Moreover, Touchette energizes her autobiography's prose with a series of original black, and white and color print blocks. In other words, "It Stops With Me" expresses Touchette's Franco-American creativity using prose accentuated by her surprisingly cutting edge original art describing absorbing coming of age experiences. Her journey from a parochial Franco-American into her adult life is fraught with opportunities, along with unexpected harsh challenges. Her life is ordinary in some ways but hardly a nostalgic cake walk.
"It Stops With Me" is at its best when Touchette looks back and elevates normal Franco-American experiences to familiarities we can identify with. For example, she describes cooking with her "Ma Tantes" or getting ready to receive First Holy Communion at Woonsocket's Eglise Précieux-Sang (Church of Precious Blood).

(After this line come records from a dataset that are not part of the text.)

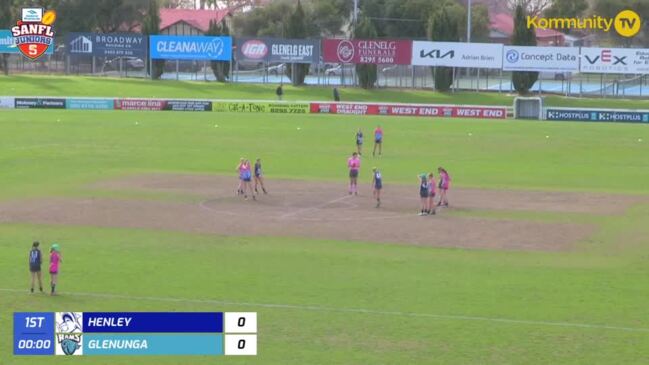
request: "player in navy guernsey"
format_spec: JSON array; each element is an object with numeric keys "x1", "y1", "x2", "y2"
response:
[
  {"x1": 255, "y1": 158, "x2": 268, "y2": 194},
  {"x1": 372, "y1": 167, "x2": 383, "y2": 208},
  {"x1": 29, "y1": 241, "x2": 43, "y2": 293},
  {"x1": 356, "y1": 128, "x2": 363, "y2": 155}
]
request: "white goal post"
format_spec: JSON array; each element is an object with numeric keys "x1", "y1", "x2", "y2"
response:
[{"x1": 514, "y1": 96, "x2": 543, "y2": 119}]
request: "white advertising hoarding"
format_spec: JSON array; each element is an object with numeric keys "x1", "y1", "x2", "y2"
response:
[
  {"x1": 502, "y1": 46, "x2": 579, "y2": 72},
  {"x1": 580, "y1": 47, "x2": 649, "y2": 74},
  {"x1": 412, "y1": 41, "x2": 503, "y2": 69}
]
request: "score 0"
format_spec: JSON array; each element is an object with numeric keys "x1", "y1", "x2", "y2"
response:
[{"x1": 224, "y1": 312, "x2": 257, "y2": 355}]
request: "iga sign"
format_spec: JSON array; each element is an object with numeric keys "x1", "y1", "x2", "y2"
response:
[
  {"x1": 503, "y1": 46, "x2": 579, "y2": 72},
  {"x1": 150, "y1": 35, "x2": 232, "y2": 61},
  {"x1": 236, "y1": 38, "x2": 320, "y2": 63},
  {"x1": 65, "y1": 33, "x2": 146, "y2": 58},
  {"x1": 311, "y1": 103, "x2": 507, "y2": 119},
  {"x1": 322, "y1": 39, "x2": 412, "y2": 65},
  {"x1": 412, "y1": 41, "x2": 503, "y2": 69},
  {"x1": 580, "y1": 48, "x2": 649, "y2": 74}
]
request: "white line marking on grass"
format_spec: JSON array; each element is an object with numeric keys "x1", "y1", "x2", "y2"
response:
[
  {"x1": 0, "y1": 288, "x2": 649, "y2": 333},
  {"x1": 280, "y1": 195, "x2": 351, "y2": 219}
]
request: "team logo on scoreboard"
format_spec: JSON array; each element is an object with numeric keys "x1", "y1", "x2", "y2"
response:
[
  {"x1": 11, "y1": 8, "x2": 56, "y2": 60},
  {"x1": 56, "y1": 312, "x2": 83, "y2": 355}
]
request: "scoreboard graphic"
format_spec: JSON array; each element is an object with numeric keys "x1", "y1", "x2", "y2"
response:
[{"x1": 14, "y1": 312, "x2": 257, "y2": 356}]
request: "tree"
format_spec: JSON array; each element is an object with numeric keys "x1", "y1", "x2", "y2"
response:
[
  {"x1": 305, "y1": 0, "x2": 353, "y2": 37},
  {"x1": 92, "y1": 0, "x2": 146, "y2": 33},
  {"x1": 543, "y1": 0, "x2": 588, "y2": 18},
  {"x1": 507, "y1": 0, "x2": 548, "y2": 16},
  {"x1": 428, "y1": 5, "x2": 460, "y2": 92},
  {"x1": 512, "y1": 5, "x2": 539, "y2": 95},
  {"x1": 206, "y1": 19, "x2": 230, "y2": 82},
  {"x1": 142, "y1": 0, "x2": 165, "y2": 80},
  {"x1": 468, "y1": 4, "x2": 489, "y2": 42},
  {"x1": 0, "y1": 0, "x2": 14, "y2": 76},
  {"x1": 285, "y1": 0, "x2": 310, "y2": 86},
  {"x1": 354, "y1": 16, "x2": 377, "y2": 89},
  {"x1": 233, "y1": 0, "x2": 293, "y2": 37}
]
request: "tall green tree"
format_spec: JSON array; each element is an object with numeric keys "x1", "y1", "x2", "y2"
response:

Discord arises at a young age. Growing up as a French Roman Catholic girl is an underlying theme. Touchette's typical childhood is without the benefit of feeling safe at home, as she depicts in one of her portraits of a "Not a Picture Perfect Family".
Rather, Touchette's absorbing life story endures familial stress, social and personal conflicts, even leading to physical ailments, which haunt her into adult years.
Touchette's hard hitting narrative is set apart from others of the modern autobiographic genre by the intimate and complicated relationships she shares with her family. Delving even deeper into her private spiral are the intense personal investigations Touchette undertakes with regard to her sad relationship with her father.
Nevertheless, in spite of the particular circumstances, it's typical of Franco-Americans to harbor deep attachments for their relatives and parents regardless of obvious flaws, shortcomings or even family violence. Female family role models are especially strong in Touchette's life. "Although my Maman was a devout Catholic, she was a strong supporter of my right to freedom of expression," writes Touchette. In fact, her female relatives were outraged when Touchette even considered not going to college after high school. In her Woonsocket Franco-Americans world, Touchette writes about how curious it was to be singled out for college when no other woman in her family ever went beyond a high school education.
Throughout the autobiography, her French heritage is front and center, even when she embraces the peace of Judaism.
Many of the book's chapters are charmingly led by simple French titles.
Touchette's talent as a creative writer moves the reader beyond the dark side of her autobiography. Using the power of words, she inspires us to learn more about her as an individual woman with a spellbinding story to tell. Touchette does a good job explaining the pros and cons of the personal contrasts she inherited from her religious and ethnic roots. This is a well written autobiography, nominated for book awards, with a progressive social focus.